Nalan glanced up at him to see if he was making fun of her, but the serious look on Hart’s face reassured her. ‘When we
were above the rape rooms in the Amna Suraka. Crawling through the attic space with Rebwar. We passed something. A bunch of old metal, you called it. Just some old junk. What was it that you really saw there?’

Something warned Hart that he should no longer attempt to prevaricate. No longer beat about the bush as he had the last time she had asked him the same question, when they had been in fear for their lives. ‘It was a Cinestar camera mount. The one we saw used to be state-of-the-art around 1990, when your parents were imprisoned. You often found them in helicopters. A camera mounted on them could move soundlessly. You could roll, tilt and pan with the help of an assistant. Do pretty much anything you liked, in other words.’

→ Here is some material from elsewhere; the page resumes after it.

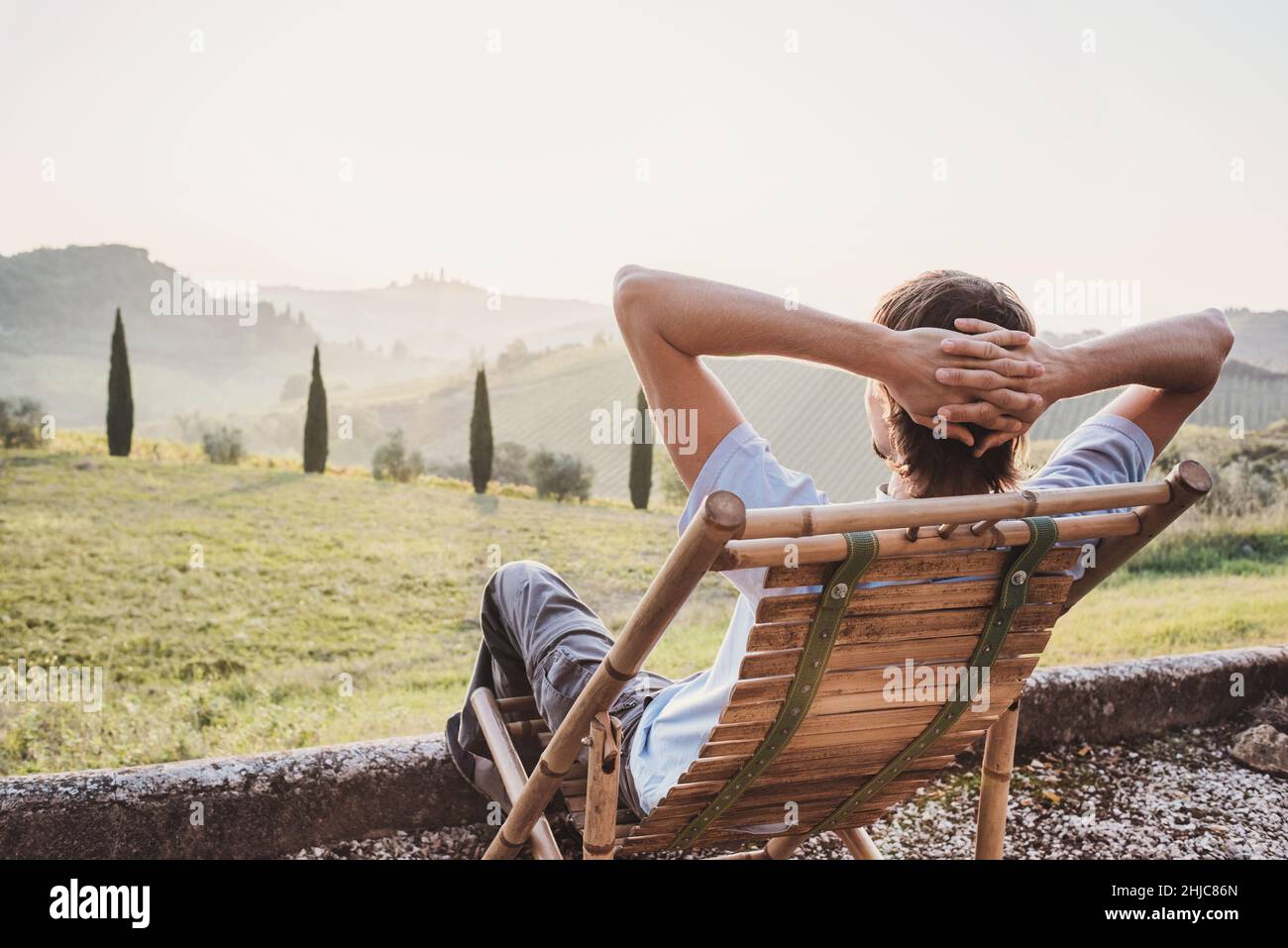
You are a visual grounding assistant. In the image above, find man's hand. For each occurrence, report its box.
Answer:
[935,318,1072,458]
[881,319,1050,456]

‘So Hassif was filming what went on in the room below?’

‘It seems like it, yes.’

Nalan’s face took on a haunted look. ‘So he would have filmed all that happened to my mother? Filmed all the rapes? Filmed me having to watch?’

Hart could scarcely bear to meet her eyes. ‘Yes. It seems likely. There was a hole in the floor beneath the Cinestar. It was there for a purpose, surely. They probably tricked it up with a two-way mirror, which was taken away when the place was dismantled. I can’t imagine why whoever looted the place left the mount behind. It must have been an oversight. Those things are worth good money.’ Hart could tell by Nalan’s expression that his discursion wasn’t working. He tried to sweeten the pill a little. ‘Maybe Hassif was required to send the film on to Saddam Hussein to show what was happening
in the prison? Maybe he was required to keep records? I should imagine the stock was all destroyed when Saddam’s palaces were looted. It is notoriously flammable.’

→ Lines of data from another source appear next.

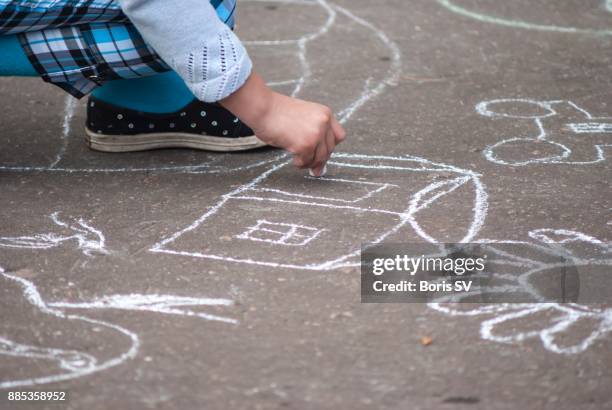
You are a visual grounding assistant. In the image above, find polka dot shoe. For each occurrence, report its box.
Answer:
[85,97,266,152]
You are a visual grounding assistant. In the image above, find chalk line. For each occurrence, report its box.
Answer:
[428,229,612,355]
[475,98,612,167]
[0,212,109,256]
[0,267,140,389]
[0,267,238,389]
[150,153,487,271]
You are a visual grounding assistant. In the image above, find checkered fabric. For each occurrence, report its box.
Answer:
[0,0,236,98]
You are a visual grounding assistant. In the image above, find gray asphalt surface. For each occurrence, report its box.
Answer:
[0,0,612,410]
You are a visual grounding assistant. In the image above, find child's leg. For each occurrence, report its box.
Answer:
[0,31,194,113]
[0,35,38,77]
[92,71,195,114]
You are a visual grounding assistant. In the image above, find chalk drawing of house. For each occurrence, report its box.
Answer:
[151,154,487,270]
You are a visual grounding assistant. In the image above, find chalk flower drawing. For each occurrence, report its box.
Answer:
[0,0,406,388]
[429,229,612,354]
[476,98,612,166]
[0,212,109,256]
[0,267,238,389]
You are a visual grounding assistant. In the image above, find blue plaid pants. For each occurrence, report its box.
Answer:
[0,0,236,98]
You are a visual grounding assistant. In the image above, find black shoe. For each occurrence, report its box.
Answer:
[85,97,266,152]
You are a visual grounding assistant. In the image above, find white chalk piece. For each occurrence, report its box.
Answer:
[308,165,327,178]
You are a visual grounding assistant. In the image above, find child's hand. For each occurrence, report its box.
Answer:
[252,93,346,176]
[221,74,346,176]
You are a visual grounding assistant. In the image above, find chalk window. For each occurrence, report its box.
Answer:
[236,219,324,246]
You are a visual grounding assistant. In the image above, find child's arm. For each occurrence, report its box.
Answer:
[119,0,345,171]
[220,73,346,176]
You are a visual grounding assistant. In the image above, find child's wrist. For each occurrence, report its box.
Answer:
[219,72,274,128]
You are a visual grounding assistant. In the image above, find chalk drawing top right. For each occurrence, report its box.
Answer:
[437,0,612,36]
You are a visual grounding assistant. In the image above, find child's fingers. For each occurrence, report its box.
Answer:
[331,117,346,145]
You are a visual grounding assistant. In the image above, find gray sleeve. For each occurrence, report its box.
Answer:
[118,0,253,102]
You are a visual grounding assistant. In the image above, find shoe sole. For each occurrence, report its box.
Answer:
[85,128,267,152]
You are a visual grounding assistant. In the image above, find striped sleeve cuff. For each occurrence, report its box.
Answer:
[170,27,253,102]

Nalan’s eyes flashed at him. ‘No. Hassif was doing it for his own private pleasure. And nothing was destroyed.’

‘How can you possibly know that?’

They breasted a corner of the walkway. Three policemen were coming towards them. Hart stopped to look inside a shop which specialized in the repair of electric hairdryers. A flat-screen television was booming in the background. A black-and-white Egyptian musical from the 1960s was playing – the women with heavy make-up and without hijabs, and wearing fashionably short skirts.

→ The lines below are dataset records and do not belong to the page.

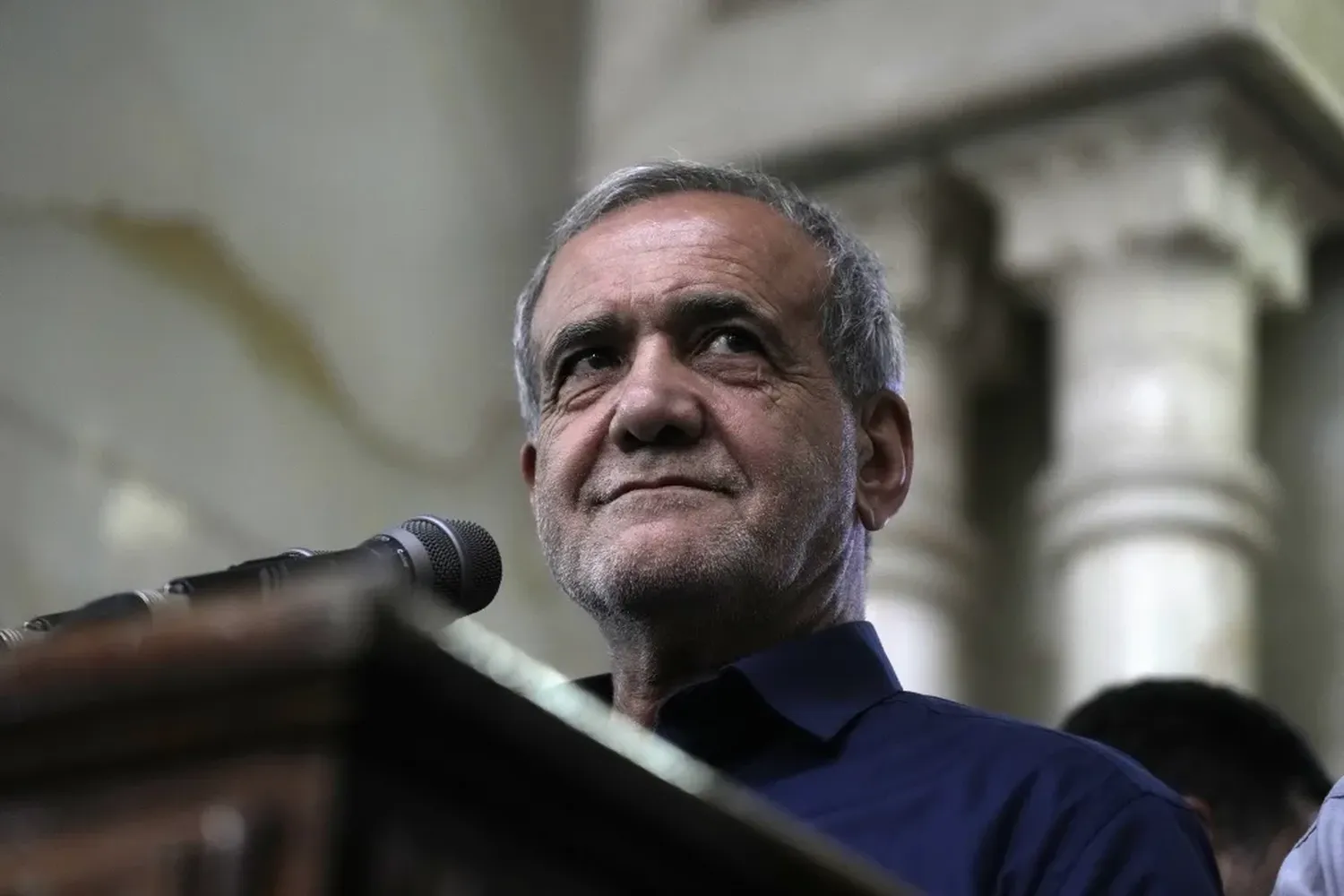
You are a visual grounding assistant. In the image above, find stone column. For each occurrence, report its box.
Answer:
[960,84,1328,711]
[828,165,1002,700]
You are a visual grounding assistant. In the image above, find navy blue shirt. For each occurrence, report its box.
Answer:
[578,622,1222,896]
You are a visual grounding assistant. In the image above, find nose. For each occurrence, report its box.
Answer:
[609,340,704,452]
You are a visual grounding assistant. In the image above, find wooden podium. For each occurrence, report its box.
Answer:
[0,584,906,896]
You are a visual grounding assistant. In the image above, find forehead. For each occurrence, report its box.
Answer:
[532,192,827,334]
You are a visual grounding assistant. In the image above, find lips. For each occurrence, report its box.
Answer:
[605,476,723,504]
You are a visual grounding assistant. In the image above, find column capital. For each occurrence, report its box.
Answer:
[954,82,1344,307]
[819,161,1007,374]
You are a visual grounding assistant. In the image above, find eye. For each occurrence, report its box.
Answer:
[704,326,761,355]
[556,348,620,383]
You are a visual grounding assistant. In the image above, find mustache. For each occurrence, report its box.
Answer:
[585,465,742,504]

Nalan moved on ahead of him and past the policemen, as if she were shopping alone. None of them gave her a second look. When they passed Hart they smiled at him as if to say, ‘Well? And how do you like our wonderful bazaar?’ Hart smiled back and pretended to blow-dry his hair. The policemen laughed politely, but – and he immediately regretted this – they would remember him now.

He caught up with Nalan round the next corner.

She turned to face him square on, ignoring the few customers hurrying by. ‘I know Hassif filmed what happened to my mother, and my own and my father’s very private humiliation, because he told me so. What you tell me now only confirms that what he says is true.’

‘Says? He is still alive? I thought the Peshmerga got him. I thought they killed them all.’

‘Not Hassif. He is like an oily rat that slips out of the hands of anyone who tries to catch him.’

Hart looked around in consternation. ‘Is he here? Back in Iraq? Is that why we are being so circumspect?’

Nalan shook her head. ‘He is not here. No. He would not last a moment in Kurdistan. We would put him up against the nearest wall and shoot him. He is across the border in Iran. And he wants me to go there and meet him.’